The water court having jurisdiction ruled that the regulations were null and void in that, among other things, they were unconstitutionally unreasonable and vague, were discriminatory, arbitrary and capricious, and were contrary to law. We reversed and upheld the regulations. Kuiper v. Well Owners Conservation Association, 176 Colo. 119, 490 P.2d 268 (1971).

In the instant case, the State Engineer contends that the Amendment was proper under Kuiper v. Well Owners Conservation Association, supra. The consolidated trial of the issues raised by the several protests to the Amendment consumed fifteen days in March, May and October, 1975. The transcript of record consists of 4682 folios, plus volumes upon volumes of exhibit-studies and mountainous other exhibits. Nearly a year was consumed in the completion of the transcript of the record, preparation and submission of proposed findings, conclusions and decree, and preparation and submission of briefs.

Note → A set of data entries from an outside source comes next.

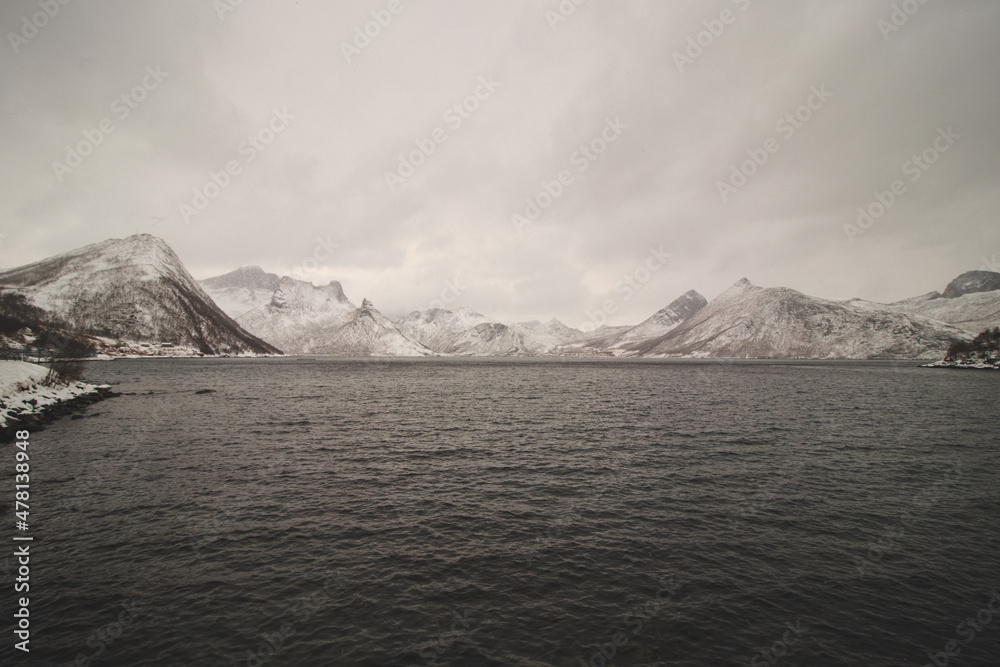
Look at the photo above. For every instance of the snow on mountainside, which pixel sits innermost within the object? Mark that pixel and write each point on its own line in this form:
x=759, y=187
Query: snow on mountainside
x=134, y=290
x=753, y=322
x=971, y=302
x=438, y=329
x=242, y=290
x=463, y=331
x=972, y=282
x=624, y=341
x=301, y=318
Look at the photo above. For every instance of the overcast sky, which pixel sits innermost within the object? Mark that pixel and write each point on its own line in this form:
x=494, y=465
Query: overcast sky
x=682, y=116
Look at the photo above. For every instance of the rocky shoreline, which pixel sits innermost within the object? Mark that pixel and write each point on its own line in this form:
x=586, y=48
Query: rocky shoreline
x=29, y=403
x=965, y=364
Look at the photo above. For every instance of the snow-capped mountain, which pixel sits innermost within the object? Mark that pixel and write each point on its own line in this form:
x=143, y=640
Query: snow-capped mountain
x=970, y=302
x=242, y=290
x=301, y=318
x=463, y=331
x=130, y=290
x=624, y=341
x=779, y=323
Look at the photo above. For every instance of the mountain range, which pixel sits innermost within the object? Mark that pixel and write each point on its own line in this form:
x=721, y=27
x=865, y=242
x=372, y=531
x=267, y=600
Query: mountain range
x=123, y=292
x=136, y=291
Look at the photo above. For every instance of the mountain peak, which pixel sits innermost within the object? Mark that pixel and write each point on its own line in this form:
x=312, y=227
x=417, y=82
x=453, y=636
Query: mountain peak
x=972, y=282
x=245, y=277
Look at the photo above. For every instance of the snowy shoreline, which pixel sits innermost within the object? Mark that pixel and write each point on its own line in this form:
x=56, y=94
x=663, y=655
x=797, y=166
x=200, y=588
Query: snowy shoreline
x=26, y=402
x=964, y=365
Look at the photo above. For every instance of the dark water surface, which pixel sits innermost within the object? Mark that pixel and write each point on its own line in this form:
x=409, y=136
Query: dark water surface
x=494, y=512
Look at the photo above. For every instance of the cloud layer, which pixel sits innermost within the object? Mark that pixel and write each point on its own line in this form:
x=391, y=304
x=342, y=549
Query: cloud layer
x=690, y=128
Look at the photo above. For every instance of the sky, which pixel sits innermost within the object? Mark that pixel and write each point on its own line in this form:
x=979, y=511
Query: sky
x=587, y=160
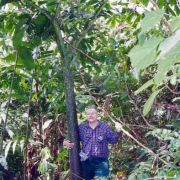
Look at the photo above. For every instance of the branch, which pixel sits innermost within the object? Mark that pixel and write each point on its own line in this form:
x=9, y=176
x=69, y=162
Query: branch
x=166, y=23
x=8, y=104
x=145, y=120
x=91, y=58
x=90, y=24
x=43, y=11
x=139, y=143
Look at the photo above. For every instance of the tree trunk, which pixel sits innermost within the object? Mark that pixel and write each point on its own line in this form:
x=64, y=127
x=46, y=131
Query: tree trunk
x=70, y=105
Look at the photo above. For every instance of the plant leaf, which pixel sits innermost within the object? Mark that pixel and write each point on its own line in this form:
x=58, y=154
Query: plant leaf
x=149, y=102
x=151, y=19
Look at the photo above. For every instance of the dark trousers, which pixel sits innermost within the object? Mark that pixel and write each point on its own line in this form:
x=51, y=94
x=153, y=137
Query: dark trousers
x=95, y=167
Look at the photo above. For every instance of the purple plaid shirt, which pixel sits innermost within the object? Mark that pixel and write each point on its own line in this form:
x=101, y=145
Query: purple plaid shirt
x=95, y=141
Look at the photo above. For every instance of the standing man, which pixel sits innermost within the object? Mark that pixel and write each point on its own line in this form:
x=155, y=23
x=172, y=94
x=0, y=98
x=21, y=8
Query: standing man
x=95, y=135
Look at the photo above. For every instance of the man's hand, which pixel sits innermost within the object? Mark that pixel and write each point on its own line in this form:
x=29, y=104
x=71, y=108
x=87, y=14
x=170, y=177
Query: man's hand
x=118, y=126
x=68, y=144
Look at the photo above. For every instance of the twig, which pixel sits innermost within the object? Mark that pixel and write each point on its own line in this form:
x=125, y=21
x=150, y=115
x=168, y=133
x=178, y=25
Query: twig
x=128, y=91
x=167, y=24
x=90, y=24
x=91, y=58
x=139, y=143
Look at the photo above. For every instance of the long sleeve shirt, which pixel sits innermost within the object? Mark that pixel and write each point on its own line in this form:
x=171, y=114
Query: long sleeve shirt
x=95, y=141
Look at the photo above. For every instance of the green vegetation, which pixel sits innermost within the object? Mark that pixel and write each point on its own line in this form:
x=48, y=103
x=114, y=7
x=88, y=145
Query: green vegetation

Oral arguments were made to the water court on October 28 and 29, 1976. Its Findings of Fact, Conclusion of Law and Judgment and Decree, 93 folios in length, were entered on December 1, 1976.

On the appeal here, the last brief was filed on November 21, 1977 and the case was orally argued before us on January 25, 1978. We have spent considerable time since oral argument grappling with the many issues presented to us. We have been obliged to conclude that the posture of the case and nature of the evidence are such that several of the issues presented should not be determined in this case. These determinations must await evidence of more complete hydrological research in the basin and further presentations in court.

The purpose of the State Engineer in adopting the Amendment was to protect decreed rights to surface water against encroachment by wells. This is not, however, a case in which surface appropriators generally are pitted against well owners. A substantial part of the farm ground water users also have surface water rights and they use the surface water and ground water conjunctively for irrigation.

One study admitted in evidence states that there are annually a total of 4,200,000 acre-feet of surface water rights in the basin with only an average annual surface supply of 700,000 acre-feet. As mentioned, there is in evidence that in 1972 there were withdrawals of over 200,000 acre-feet from wells.